Addition – Robert Bradshaw has created a Cython version with src, see comments. End addition.
The run-time in minutes for the my harder test case are below. Note that these are averages of 4 runs each:
- Vanilla Python 153 minutes
- Python + Psyco 1.6.0.final.0 57 minutes (2.6* faster)
- Shedskin 0.0.29 0.78 minutes [47 seconds] (196* faster)
The test machines uses Python 2.5.2 on Ubuntu 8.04. The box is an Intel Core Duo 2.4GHz running a single process.
The ‘hard’ problem trains the ANN using 508 patterns with 57 input neurons, 50 hidden and 62 output neurons over 1000 iterations. If you know ANNs then the configuration (0.1 learning rate, 0 momentum) might seem unusual, be assured that this is correct for my researcher’s problem.
There is a shorter version of this problem using just 2 patterns, this is useful if you want to replicate these results but don’t want to wait 3 hours on your first run.
My run times for the shorter problem are (again averaged using 4 runs):
- Vanilla Python 42 seconds
- Python + Psyco 14 seconds
- Shedskin 0.2 seconds (210* faster)
Shedskin has an issue with numerical stability – it seems that internally some truncation occurs with floating point math. Whilst the results for vanilla Python and Python+Psyco were identical, the results with Shedskin were similar but with fractional divergences in each result.

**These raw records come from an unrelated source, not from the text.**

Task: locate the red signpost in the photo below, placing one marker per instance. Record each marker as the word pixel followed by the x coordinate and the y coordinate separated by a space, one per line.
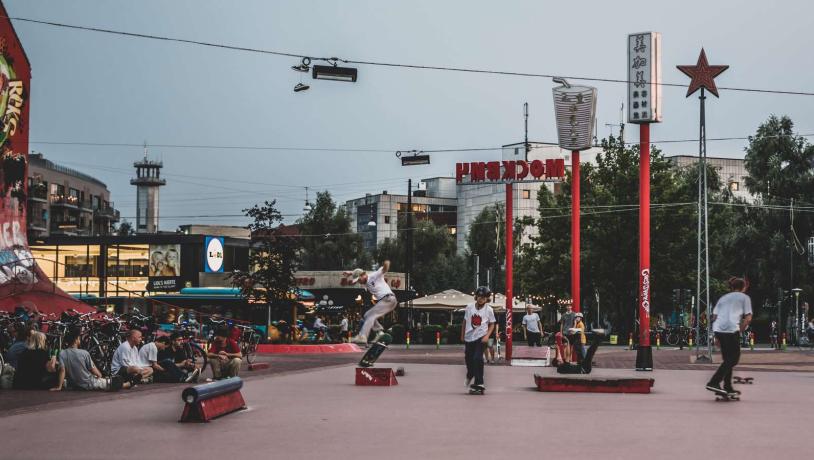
pixel 575 227
pixel 509 264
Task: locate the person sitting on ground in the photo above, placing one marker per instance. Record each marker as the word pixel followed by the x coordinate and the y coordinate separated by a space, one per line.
pixel 224 356
pixel 19 346
pixel 165 371
pixel 36 370
pixel 126 361
pixel 177 354
pixel 77 371
pixel 584 362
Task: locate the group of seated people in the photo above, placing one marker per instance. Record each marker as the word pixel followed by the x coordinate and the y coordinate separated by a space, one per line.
pixel 164 360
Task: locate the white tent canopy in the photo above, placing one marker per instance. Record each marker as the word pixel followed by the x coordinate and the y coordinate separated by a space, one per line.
pixel 457 300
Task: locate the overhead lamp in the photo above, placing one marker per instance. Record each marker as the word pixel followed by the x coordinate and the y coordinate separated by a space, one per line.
pixel 332 72
pixel 304 66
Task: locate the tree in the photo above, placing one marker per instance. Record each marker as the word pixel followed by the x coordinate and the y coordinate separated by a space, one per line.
pixel 330 245
pixel 272 258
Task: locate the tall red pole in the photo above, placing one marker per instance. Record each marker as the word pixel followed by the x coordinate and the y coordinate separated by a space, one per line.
pixel 644 354
pixel 575 226
pixel 509 271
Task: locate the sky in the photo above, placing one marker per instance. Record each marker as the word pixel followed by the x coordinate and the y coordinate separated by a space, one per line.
pixel 89 87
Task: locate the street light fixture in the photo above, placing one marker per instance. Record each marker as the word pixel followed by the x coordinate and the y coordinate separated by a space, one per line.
pixel 332 72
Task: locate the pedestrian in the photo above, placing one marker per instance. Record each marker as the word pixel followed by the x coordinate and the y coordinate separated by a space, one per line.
pixel 479 323
pixel 77 370
pixel 344 326
pixel 224 356
pixel 532 328
pixel 385 299
pixel 731 316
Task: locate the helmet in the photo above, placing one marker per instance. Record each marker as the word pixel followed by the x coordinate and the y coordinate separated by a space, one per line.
pixel 483 291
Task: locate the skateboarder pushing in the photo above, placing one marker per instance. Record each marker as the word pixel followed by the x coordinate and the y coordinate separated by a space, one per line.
pixel 385 299
pixel 479 322
pixel 732 314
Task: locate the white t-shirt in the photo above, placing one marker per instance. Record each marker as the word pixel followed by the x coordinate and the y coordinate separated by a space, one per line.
pixel 477 321
pixel 531 321
pixel 376 284
pixel 126 356
pixel 730 309
pixel 149 353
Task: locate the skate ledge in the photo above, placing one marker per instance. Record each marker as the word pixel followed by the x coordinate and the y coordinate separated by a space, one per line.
pixel 588 384
pixel 309 349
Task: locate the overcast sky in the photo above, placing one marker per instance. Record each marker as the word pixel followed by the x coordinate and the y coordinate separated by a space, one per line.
pixel 100 88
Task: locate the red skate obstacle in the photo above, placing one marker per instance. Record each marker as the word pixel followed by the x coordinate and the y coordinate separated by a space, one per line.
pixel 210 400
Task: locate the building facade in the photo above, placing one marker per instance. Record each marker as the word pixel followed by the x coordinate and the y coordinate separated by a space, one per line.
pixel 63 201
pixel 376 217
pixel 732 171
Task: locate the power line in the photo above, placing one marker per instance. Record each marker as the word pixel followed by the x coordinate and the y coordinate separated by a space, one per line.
pixel 378 63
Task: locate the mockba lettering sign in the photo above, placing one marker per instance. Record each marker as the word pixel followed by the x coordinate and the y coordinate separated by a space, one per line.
pixel 511 171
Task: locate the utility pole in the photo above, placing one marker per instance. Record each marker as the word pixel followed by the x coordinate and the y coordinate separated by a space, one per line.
pixel 526 117
pixel 409 251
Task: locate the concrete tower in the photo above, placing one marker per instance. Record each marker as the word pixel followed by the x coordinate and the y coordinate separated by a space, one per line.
pixel 148 180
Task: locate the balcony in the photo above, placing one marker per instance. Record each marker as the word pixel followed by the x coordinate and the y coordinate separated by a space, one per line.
pixel 37 193
pixel 65 201
pixel 107 213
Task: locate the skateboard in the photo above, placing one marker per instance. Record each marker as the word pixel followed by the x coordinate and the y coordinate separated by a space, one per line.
pixel 375 351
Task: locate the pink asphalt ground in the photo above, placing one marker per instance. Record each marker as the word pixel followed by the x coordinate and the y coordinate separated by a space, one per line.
pixel 322 414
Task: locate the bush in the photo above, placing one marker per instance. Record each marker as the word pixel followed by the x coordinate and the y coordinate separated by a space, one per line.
pixel 454 334
pixel 398 332
pixel 428 334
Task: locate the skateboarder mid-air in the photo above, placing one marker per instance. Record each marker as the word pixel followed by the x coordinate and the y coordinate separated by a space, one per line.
pixel 479 323
pixel 731 315
pixel 383 295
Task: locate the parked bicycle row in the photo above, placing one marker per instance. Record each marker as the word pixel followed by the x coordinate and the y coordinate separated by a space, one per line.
pixel 101 351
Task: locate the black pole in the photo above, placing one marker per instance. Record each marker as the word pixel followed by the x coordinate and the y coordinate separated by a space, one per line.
pixel 409 251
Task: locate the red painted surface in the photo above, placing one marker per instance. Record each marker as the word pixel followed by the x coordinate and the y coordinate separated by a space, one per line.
pixel 204 411
pixel 575 226
pixel 307 349
pixel 588 385
pixel 376 376
pixel 644 235
pixel 509 267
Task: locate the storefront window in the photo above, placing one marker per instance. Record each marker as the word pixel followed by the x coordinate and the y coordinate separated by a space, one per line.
pixel 127 269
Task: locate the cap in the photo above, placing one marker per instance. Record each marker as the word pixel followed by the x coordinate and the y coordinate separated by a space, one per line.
pixel 356 274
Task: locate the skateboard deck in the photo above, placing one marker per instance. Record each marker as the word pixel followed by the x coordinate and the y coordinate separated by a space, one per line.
pixel 375 350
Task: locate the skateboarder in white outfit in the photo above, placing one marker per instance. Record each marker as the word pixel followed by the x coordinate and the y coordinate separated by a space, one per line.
pixel 385 299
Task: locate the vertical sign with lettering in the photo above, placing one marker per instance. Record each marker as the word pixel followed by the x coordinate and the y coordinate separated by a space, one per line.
pixel 644 77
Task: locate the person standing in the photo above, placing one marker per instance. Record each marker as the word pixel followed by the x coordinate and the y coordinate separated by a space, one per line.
pixel 532 328
pixel 385 299
pixel 731 315
pixel 479 323
pixel 344 326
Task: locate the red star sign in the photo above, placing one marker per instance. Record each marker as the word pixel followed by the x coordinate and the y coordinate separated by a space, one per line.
pixel 702 75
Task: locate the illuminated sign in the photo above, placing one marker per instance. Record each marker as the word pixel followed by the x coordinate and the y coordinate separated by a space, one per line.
pixel 213 254
pixel 511 171
pixel 644 77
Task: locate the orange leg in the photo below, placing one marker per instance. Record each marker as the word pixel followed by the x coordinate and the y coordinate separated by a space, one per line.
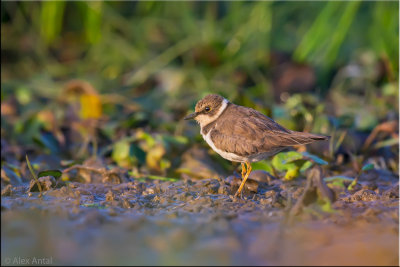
pixel 245 174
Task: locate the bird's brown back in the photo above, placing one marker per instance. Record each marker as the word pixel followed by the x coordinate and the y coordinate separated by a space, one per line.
pixel 245 131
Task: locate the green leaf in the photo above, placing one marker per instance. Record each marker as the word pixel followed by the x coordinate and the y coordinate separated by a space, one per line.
pixel 33 174
pixel 262 165
pixel 389 142
pixel 338 180
pixel 55 173
pixel 368 167
pixel 120 153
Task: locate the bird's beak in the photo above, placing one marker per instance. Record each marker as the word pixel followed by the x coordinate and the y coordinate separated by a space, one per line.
pixel 191 116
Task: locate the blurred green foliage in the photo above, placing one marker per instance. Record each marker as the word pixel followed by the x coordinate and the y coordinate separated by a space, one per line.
pixel 323 67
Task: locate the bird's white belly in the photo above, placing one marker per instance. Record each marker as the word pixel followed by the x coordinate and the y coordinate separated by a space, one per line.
pixel 224 154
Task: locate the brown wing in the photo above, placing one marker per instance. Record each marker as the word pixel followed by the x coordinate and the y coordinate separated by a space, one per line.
pixel 245 132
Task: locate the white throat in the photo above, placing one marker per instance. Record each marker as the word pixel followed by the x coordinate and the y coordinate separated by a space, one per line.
pixel 204 119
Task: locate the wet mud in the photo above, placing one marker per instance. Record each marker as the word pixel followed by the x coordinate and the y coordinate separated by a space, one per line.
pixel 199 222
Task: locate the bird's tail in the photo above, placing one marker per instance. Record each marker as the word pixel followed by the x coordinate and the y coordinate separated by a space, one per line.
pixel 301 138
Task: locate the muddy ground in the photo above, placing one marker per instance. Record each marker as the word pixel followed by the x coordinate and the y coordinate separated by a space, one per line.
pixel 199 222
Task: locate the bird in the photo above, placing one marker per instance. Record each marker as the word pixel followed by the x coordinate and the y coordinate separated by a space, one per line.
pixel 242 134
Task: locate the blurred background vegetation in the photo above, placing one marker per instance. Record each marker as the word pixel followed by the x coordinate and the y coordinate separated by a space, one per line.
pixel 108 83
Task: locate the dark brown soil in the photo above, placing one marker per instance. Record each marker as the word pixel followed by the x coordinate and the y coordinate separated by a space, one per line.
pixel 199 222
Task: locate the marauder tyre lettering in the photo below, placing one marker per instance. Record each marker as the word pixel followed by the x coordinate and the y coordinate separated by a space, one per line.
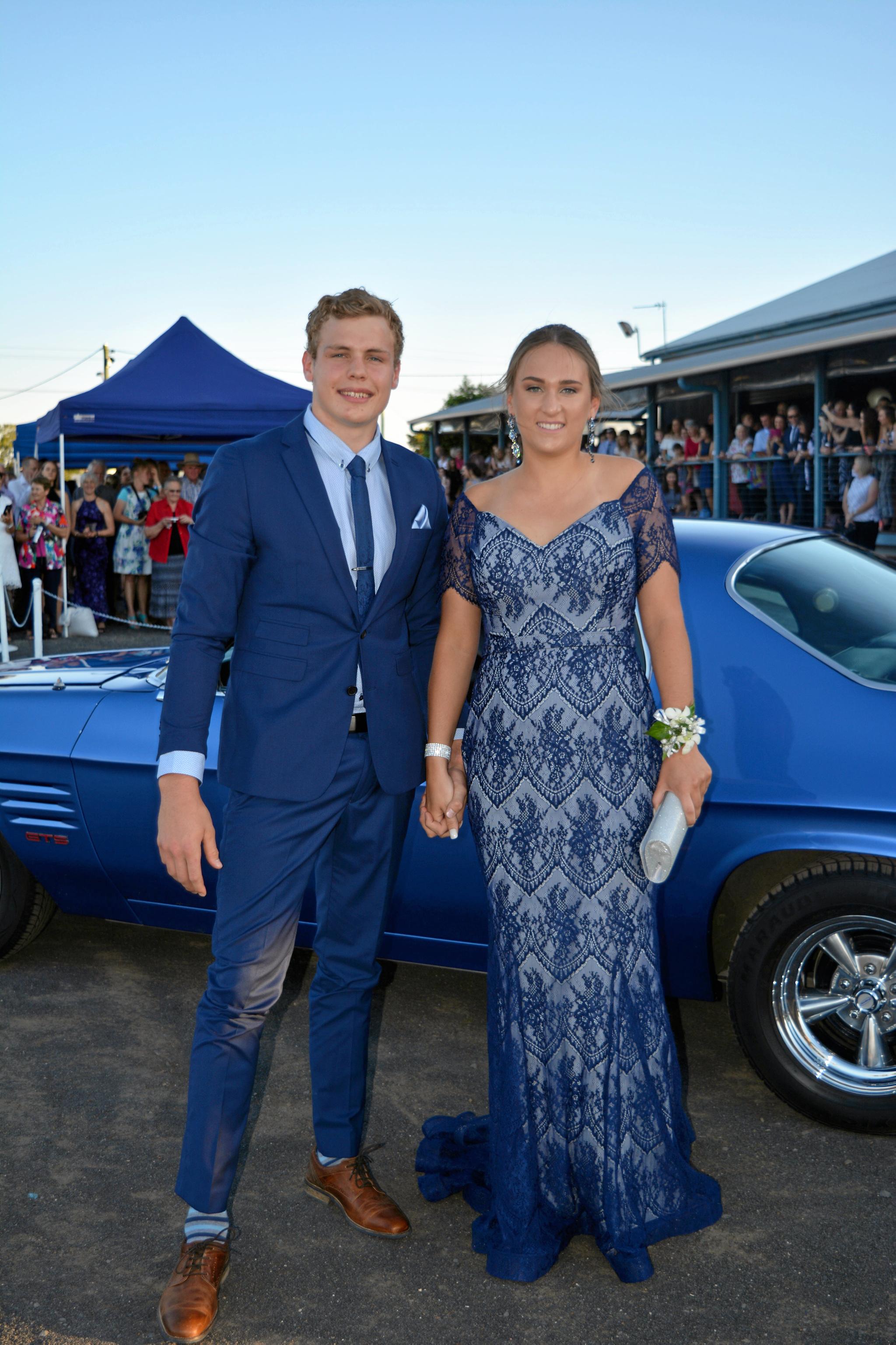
pixel 812 993
pixel 26 908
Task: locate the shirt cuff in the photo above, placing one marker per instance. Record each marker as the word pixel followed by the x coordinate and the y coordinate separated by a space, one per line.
pixel 182 763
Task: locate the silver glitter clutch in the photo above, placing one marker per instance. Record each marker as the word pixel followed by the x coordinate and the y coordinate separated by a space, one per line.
pixel 662 840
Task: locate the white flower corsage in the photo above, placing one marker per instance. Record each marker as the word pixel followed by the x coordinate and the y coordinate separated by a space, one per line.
pixel 677 731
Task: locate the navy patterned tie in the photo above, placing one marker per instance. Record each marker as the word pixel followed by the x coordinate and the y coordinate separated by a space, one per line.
pixel 364 534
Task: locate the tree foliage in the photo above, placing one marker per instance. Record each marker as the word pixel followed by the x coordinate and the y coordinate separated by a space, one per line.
pixel 467 392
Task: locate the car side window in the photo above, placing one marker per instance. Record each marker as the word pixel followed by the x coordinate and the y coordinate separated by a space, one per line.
pixel 836 599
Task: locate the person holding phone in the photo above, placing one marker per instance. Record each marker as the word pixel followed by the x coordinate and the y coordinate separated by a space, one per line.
pixel 93 523
pixel 168 525
pixel 131 557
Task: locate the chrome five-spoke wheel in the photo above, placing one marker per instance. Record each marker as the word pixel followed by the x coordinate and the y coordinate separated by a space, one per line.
pixel 835 1002
pixel 812 992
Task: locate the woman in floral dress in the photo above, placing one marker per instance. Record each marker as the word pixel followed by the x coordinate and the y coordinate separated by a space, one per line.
pixel 42 536
pixel 587 1131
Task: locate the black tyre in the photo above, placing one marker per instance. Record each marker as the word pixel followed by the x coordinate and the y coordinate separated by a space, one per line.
pixel 812 992
pixel 26 908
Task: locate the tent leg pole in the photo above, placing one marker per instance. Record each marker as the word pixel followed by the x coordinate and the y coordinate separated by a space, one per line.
pixel 37 616
pixel 4 631
pixel 62 618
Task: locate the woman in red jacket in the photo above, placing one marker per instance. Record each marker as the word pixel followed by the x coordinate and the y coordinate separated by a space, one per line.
pixel 167 527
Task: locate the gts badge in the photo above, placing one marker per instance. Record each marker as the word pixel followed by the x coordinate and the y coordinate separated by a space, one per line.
pixel 48 837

Whilst these divergences caused some very different results in the final weights for the ANN, my researcher confirms that all the results look equivalent.
Mark Dufour (Shedskin’s author) confirms that Python’s C double is used the same in Shedskin but notes that rounding (or a bug) may be the culprit. Shedskin is a young project, Mark will welcome extra eyes if you want to look into this.
Running the code with Shedskin was fairly easy. On Ubuntu I had to install libgc-dev and libpcre3-dev (detailed in the Shedskin docs) and g++, afterwards shedskin was ready. From download to first run was 15 minutes.
On my first attempt to compile bpnn.py with Shedskin I received an error as the ‘raise’ keyword isn’t yet supported. I replaced the ‘raise’ calls with ‘assert False’ for sanity, afterwards compilation was fine.
Edit – Mark notes that the basic form of ‘raise’ is supported but the version used in bpnn.py isn’t yet supported. Something like ‘raise ValueError(‘some msg’)’ works fine.
Mark notes that Shedskin currently works well up to 500 lines (maybe up to 1000), since bpnn.py is only 200 lines compilation is quick.
Note that if you can’t use Psyco because you aren’t on x86, Shedskin might be useful to you since it’ll work anywhere that Python and g++ compile.
Running this yourself
If you want to recreate my results, download bpnn_shedskin_src_20081117.zip. You’ll see bpnn_shedskin.py, this is the main code. bpnn_shedskin.py includes either ‘examples_short.py’ or ‘examples_full.py’, short is the easier 2 pattern problem and full has 508 patterns.
Note that these patterns are stored as lists of tuples (Shedskin doesn’t support the csv module so I hardcoded the input patterns to speed development), the full version is over 500 lines of Python and this slows Shedskin’s compilation somewhat.
By default the imports for Psyco are commented out and the short problem is configured. At the command line you’ll get an output like this:
python bpnn_shedskin.py Using 2 examples ANN uses 57 input, 50 hidden, 62 output, 1000 iterations, 0.100000 learning rate, 0.000000 momentum error 65.454309 2008-11-17 15:22:58.318593 error 45.176110 2008-11-17 15:22:59.060787 error 44.616933 2008-11-17 15:23:00.246280 error 44.026883 2008-11-17 15:23:01.743821 error 44.049276 2008-11-17 15:23:02.815876 error 44.905183 2008-11-17 15:23:03.860352 error 44.674506 2008-11-17 15:23:05.270307 error 43.365627 2008-11-17 15:23:06.757126 error 43.299160 2008-11-17 15:23:08.244466 error 42.540076 2008-11-17 15:23:09.732035 Elapsed: 0:00:41.472192
If you uncomment the two Psyco lines your code will run about 2.6* faster.
Using Shedskin
To use shedskin, first run the Python through shedskin and then ‘make’ the result. The compiled binary will run much faster than the vanilla Python code, the result below shows the short problem taking 0.19 seconds compared to 41 seconds above.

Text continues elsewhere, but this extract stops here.